The Affine Cipher is to encrypt a message $P$ to a cipher $C$ based on the following rule:
$$C\equiv aP + b \pmod {26}, \quad \gcd(a,M) = 1$$
Where the message is a combination of English alphabet.
The restriction $\gcd(a,M)$ is required to make the deciphering process achievable. If this restriction does not hold, the deciphering process will fail. Moreover, the enciphering process is not unique such that two message letters will be mapped to the same cipher letter.
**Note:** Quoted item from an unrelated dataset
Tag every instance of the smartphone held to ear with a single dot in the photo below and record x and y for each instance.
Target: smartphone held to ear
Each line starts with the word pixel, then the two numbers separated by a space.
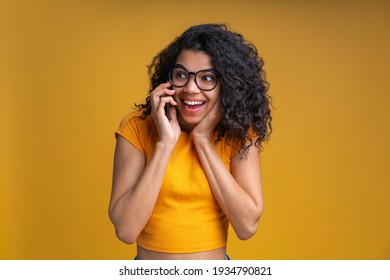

Now, my inquiry is that, if $\gcd(a,M) > 1$, what is the cipher letter such that two message letters will map to?
My try:
My thoughts is to divide both the modulus $M$ and $a$ by the $\gcd(a,M)$. Then, the letter is $C - b$ will be mapped to two letters numbered $(00, a \times \frac{M}{\gcd(a,M)} \pmod M)$. Where $A:00, B:01, C:02 \cdots Z:25$. However, I cannot give a reason why. Is that true? Why?
Yes, your idea is essentially correct.
Let $d = \gcd(a, M)$. By definition, $a$ and $M$ are both divisible by $d$, i.e. $a = rd$ and $M = sd$ for some integers $r$ and $s$.
If $d > 1$, then $0 < s < M$, and so the numbers $P = 0$ and $P' = s = \frac Md$ represent distinct plaintext letters. But $$aP' = as = drs = rM \equiv 0 = aP \pmod M,$$ which implies that $aP' + b \equiv b = aP + b \pmod M$.
Of course, we can find other collisions, as well. In particular, any integer multiple of $s$ will also encrypt to the ciphertext $C = b$, since $ans + b = rnM + b \equiv b \pmod M$ for any integer $n$.
Also, for any integer $h$, the plaintext letters represented by $Q = h$ and $Q' = s+h$ also encrypt to the same ciphertext letter, since $$aQ + b = ah + b \equiv rM + ah + b = as + ah + b = aQ' + b \pmod M.$$
Of course, we can also combine these two results to show that $h$ and $ns + h$ will encrypt to the same value for any $n$ and $h$.